Rom: - Como assim Deusa antiga, irmã? 

Blanc: - Rei Ryghts. 

Tekken: - Espera aí, o que ela está falando é sério? 

Vert: - Cada palavra é verdadeira... 

Eu: - Sei, mas eu consegui me dar bem com a arma pela minha afinidade com escuridão e a minha senhora constatou que eu não quiser que algum desavisado se machuque, ele não vai. 

Neptune: - E você pôs isso na mão de alguém para ver o que acontece? 

Eu: - Não de uma pessoa que eu nunca tive a intenção de ferir. 
 

Ela levanta uma sobrancelha. 
 

Neptune: - Então você pôs isso na mão de alguém que queria matar para ver o que acontece? 

Eu: - Não, não foi para ver o que acontece.  

Neptune: - Sério? Conte-me mais. 

Eu: - Foi para salvar o filho da comandante da tua força aérea. Foi graças à Hanoyami que eu pude chegar a ele e eliminar todos os hereges que o estavam mantendo como refém, que também foram os mesmos que atacaram Reushissaquergen com um caça roubado. 

Neptune: - Como você sabia onde eles estavam? 

Eu: - Sonhei com o garoto e como o estavam tratando. Acordei sentindo o caminho até lá. 

Neptune: - Nunca ouvi falar de alguém que sonhou com um rosto que não viu antes. 

Eu: - Eu não disse que vi o rosto dele no meu sonho. 

Neptune: - Espertinho você, hein? 

Eu: - Podemos ir agora? 

Neptune: - Não. 

Eu: - O que é que você quer de mim afinal? 

Neptune: - Já que eu nem precisei perguntar qual bem ela fez por ter sido dada a você, só tem mais uma coisa: quero que mereça minha aprovação. 

Vert: - O quê? 

Eu: - Como assim? 

Neptune: - Fiquem longe dele, por gentileza.  

Blanc: - Vert, Noire, eu e nossas irmãs te conhecem a tempo demais para pensar que você agiria desse jeito algum dia, ainda mais não estando como Purple Heart. Isso é muito, muito preocupante. 

Ram: - Concordo. 

Neptune: - Eu não preciso me transformar para falar ou agir da maneira que eu quiser. Além do mais, eu já dei motivos o suficiente. Agora, se afastem por gentileza. 
 

Todas as garotas se afastam de mim, Neptune dá mais alguns passos na minha direção e materializa sua arma. 
 

Neptune: - Barreira de Lâminas! 
 

Centenas de lâminas de mais de 2 metros de altura que parecem ser de energia roxa saem da areia e formam um círculo que cercam Neptune e a mim. 
 

Neptune: - Te dou duas opções: Me enfrente e tente conquistar minha aprovação, ou simplesmente vá embora sem ela e sem o artefato. 
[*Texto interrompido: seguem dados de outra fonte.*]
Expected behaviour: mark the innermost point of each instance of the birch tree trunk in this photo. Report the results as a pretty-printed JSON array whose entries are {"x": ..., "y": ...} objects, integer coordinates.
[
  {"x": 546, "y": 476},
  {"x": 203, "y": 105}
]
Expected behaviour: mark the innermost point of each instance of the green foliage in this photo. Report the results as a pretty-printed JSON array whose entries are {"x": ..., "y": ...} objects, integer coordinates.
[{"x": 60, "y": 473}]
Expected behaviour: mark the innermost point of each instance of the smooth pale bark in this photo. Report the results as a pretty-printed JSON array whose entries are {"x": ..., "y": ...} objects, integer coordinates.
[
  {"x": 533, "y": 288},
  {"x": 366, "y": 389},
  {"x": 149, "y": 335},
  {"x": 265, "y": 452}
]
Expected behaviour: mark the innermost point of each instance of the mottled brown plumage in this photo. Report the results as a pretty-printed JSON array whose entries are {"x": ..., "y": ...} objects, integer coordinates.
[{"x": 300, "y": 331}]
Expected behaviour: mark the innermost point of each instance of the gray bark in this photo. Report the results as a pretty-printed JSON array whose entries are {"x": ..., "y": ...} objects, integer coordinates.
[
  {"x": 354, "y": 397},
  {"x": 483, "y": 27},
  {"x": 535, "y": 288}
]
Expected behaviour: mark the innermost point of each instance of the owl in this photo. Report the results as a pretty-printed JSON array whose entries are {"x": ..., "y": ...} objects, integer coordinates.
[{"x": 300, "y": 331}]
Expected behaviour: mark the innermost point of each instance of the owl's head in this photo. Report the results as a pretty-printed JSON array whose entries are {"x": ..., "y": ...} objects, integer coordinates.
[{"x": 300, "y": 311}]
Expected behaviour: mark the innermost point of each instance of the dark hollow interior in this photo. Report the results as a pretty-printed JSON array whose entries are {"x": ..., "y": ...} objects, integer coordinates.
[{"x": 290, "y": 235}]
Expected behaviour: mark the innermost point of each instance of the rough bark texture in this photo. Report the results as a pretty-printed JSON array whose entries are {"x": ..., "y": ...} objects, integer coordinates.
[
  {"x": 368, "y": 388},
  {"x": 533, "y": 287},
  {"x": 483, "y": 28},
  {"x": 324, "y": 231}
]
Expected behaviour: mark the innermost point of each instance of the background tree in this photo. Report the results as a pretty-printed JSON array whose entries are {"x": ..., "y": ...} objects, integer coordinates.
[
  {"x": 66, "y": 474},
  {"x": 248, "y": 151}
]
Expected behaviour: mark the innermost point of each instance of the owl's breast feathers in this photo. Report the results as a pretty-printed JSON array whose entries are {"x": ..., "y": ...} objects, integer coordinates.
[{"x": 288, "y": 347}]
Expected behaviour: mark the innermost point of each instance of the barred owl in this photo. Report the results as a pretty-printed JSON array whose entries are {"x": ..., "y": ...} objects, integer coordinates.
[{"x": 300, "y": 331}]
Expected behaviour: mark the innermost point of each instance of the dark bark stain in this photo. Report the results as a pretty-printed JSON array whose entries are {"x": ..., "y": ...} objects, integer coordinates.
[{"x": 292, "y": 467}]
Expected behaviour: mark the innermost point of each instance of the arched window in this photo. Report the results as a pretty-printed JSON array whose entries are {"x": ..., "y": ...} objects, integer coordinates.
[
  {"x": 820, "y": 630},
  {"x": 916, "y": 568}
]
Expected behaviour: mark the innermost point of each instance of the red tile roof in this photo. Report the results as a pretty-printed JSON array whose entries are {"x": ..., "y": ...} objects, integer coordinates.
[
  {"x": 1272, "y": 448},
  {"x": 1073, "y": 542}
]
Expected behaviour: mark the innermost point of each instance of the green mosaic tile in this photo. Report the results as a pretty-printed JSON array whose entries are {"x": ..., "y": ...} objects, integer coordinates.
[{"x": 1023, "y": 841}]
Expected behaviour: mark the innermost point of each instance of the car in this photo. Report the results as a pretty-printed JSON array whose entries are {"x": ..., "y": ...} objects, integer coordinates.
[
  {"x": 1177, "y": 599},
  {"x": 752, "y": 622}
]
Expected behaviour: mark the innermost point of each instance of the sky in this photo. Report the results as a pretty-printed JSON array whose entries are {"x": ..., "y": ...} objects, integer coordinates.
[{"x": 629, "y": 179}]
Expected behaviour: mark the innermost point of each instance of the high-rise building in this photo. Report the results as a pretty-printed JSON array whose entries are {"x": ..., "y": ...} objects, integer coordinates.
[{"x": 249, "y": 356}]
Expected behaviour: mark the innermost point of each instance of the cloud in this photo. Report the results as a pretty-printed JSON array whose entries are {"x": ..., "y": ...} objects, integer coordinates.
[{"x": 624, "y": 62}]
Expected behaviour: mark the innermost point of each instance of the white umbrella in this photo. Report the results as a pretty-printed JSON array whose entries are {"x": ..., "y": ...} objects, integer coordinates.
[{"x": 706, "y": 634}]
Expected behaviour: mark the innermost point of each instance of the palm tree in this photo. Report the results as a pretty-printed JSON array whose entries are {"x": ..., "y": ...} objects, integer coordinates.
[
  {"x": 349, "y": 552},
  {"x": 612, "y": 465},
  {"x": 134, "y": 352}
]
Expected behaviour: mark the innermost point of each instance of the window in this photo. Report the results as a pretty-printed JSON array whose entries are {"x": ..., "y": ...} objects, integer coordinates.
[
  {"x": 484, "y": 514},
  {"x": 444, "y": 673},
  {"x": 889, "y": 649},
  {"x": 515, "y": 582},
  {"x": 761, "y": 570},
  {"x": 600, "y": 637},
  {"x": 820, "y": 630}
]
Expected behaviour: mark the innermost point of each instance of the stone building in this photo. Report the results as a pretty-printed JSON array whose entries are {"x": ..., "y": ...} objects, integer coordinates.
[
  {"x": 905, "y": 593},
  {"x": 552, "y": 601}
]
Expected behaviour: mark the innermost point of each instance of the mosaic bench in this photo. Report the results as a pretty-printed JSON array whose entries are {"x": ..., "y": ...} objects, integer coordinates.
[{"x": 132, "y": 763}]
Eu: - Aceito seu desafio. 
 

Com a Hanoyami em mãos, eu fico em posição de luta. 
 

Neptune: - Ora, te dou um ponto pela coragem. Se transforme pensando que não tem asas. 
 

Eu o faço exatamente como ela diz... não vejo minhas asas negras. 
 

Neptune: - Não toque na barreira, sem projéteis das mãos, muito menos a bola negra. Pronto para um “swordplay”?